Airport Workers Protest, Give FG 14-Day Ultimatum Over Aviation Bills

Aviation unions have given the Federal Government a 14-day ultimatum to the Federal Government over what they say are anti-labour clauses in recently amended aviation bills.

The unions say clauses inserted in the bills give the Minister of Aviation overriding powers to direct affairs on issues affecting trade unions in the industry.

Stressing that the clauses were an attempt to gag and control the unions, they asked the Federal Government to remove them.

One of the clauses reads, “All services which facilitate and maintain the smooth, orderly and safe take-off, flight and landing of aircraft, embarkation and disembarkation and evacuation of passengers and cargo respectively in all aerodromes in Nigeria are hereby designated as essential services pursuant to the provisions of Section 11(1) of the Constitution of the Federal Republic of Nigeria, 1999 (as altered).

“The Minister may by regulations, prohibit all or such class or classes of workers, officers and other employees or persons whether corporate or natural, engaged in the provision of services specified in subsection (1) of this section from taking part in a strike or other industrial action.”

But the unions argue that the clauses contradicted international labour laws and amount to a usurpation of the duties of the Ministry of Labour.

To express their grievances and push forward their demands for the “expunging of obnoxious essential services clause form the Bills/Acts of the aviation agencies”, the workers held peaceful protests in some airports in the country.

Some of them carried placards calling on the President not to assent to the bills.
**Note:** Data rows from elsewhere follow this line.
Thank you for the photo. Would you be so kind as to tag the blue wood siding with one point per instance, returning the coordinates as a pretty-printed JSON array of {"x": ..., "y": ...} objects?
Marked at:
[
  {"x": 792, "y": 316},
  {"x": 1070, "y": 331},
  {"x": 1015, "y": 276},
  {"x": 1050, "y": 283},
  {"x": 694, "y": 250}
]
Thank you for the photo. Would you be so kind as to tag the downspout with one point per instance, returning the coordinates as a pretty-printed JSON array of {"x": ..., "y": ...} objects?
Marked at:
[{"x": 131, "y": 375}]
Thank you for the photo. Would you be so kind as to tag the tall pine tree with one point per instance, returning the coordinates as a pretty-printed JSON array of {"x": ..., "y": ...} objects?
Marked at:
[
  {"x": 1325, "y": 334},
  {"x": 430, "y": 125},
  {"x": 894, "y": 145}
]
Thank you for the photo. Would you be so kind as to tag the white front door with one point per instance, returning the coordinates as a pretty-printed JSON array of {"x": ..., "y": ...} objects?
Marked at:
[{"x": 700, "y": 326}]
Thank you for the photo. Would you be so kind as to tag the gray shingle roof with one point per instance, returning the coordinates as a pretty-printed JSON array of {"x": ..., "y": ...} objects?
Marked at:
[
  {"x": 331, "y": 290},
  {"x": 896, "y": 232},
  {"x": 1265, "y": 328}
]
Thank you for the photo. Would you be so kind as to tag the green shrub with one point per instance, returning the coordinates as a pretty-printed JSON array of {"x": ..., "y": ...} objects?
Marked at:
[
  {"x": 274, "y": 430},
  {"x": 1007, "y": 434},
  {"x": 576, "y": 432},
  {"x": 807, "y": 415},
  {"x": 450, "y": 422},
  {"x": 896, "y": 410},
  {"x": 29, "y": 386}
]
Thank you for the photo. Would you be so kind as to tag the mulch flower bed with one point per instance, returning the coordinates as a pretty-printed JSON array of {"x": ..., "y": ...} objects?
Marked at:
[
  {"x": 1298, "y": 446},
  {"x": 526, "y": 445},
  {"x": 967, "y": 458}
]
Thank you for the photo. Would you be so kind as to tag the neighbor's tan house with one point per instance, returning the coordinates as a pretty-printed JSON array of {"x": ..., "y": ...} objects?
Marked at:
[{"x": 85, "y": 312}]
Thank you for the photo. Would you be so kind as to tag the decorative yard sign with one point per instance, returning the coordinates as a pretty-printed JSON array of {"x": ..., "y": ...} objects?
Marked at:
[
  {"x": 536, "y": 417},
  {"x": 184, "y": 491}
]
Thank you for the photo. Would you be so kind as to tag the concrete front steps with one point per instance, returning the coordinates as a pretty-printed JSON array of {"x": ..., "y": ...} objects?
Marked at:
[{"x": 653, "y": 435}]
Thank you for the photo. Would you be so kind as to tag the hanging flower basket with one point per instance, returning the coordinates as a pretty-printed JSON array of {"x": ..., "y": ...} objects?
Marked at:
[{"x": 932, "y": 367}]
Other placards had messages such as “Our voices must be heard” and “Prohibition of Aviation Union activities is evil” among other messages.
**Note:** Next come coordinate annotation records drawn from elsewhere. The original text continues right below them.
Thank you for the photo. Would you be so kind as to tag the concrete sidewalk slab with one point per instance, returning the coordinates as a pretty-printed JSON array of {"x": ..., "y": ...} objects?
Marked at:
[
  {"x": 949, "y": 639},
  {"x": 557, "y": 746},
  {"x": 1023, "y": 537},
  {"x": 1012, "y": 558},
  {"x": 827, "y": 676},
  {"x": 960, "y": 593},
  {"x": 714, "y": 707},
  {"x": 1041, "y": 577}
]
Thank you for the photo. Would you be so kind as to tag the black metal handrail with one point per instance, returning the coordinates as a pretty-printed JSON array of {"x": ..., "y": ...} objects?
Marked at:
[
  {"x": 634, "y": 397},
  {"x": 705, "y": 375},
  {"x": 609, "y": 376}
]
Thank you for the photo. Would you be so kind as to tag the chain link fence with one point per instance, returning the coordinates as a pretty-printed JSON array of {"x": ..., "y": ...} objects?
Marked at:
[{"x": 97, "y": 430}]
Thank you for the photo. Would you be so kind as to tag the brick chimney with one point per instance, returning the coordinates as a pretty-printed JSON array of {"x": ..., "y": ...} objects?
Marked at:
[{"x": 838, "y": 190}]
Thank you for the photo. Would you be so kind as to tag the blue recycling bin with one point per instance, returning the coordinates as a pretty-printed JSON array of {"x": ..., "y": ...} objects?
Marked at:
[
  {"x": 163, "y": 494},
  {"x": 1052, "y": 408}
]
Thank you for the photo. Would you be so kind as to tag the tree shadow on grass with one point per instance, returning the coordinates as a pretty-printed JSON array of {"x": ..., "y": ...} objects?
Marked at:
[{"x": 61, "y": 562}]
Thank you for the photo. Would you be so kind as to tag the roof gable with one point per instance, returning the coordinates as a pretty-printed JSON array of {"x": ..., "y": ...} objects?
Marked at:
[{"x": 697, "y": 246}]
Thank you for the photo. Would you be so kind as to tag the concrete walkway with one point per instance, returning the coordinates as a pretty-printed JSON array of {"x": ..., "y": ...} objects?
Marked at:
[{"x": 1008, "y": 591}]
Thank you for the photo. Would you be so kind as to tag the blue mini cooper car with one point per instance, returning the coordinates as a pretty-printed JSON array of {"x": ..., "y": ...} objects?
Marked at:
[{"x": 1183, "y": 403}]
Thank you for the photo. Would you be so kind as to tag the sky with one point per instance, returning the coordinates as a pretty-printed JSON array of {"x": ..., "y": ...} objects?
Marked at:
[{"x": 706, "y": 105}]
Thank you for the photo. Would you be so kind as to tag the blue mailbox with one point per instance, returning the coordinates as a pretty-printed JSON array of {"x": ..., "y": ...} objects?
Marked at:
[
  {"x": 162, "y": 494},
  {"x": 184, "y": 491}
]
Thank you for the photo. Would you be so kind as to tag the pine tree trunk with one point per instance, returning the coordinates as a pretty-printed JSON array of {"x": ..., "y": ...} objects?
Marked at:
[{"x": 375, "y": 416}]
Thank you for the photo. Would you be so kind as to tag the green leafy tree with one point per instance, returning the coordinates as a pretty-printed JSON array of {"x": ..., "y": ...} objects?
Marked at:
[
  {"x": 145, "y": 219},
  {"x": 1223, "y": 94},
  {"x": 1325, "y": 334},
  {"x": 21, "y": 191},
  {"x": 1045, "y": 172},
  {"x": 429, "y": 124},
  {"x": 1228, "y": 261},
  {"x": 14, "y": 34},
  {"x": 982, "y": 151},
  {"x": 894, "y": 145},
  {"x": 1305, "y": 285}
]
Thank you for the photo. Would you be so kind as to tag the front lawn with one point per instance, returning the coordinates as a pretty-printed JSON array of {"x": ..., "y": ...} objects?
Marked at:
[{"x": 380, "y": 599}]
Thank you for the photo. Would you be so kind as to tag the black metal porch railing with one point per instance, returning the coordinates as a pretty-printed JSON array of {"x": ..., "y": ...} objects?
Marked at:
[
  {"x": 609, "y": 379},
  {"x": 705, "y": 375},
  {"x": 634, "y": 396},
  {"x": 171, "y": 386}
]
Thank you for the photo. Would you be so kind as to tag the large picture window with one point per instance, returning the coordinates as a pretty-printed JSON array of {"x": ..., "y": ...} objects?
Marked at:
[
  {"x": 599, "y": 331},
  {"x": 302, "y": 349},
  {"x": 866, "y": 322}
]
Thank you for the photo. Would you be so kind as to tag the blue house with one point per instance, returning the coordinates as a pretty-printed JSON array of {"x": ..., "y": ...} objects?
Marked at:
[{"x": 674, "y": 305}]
During the protest in Lagos, the General Secretary of the National Union of Air Transport Employees, Ocheme Aba, said classifying aviation workers as essential services personnel is at variance with International Labour Organisation (ILO)’s categorisation.

He said the withdrawal of services by personnel that threatens lives could be described as essential, for which the transport sector does not qualify.

According to him, only workers in the air traffic control services qualify as essential because of their advisory function to aircraft in flight.

He said aviation unions have carried the Nigerian Labour Congress and Trade Union Congress along in the bid to reverse the ugly trend; which seeks to muzzle aviation workers.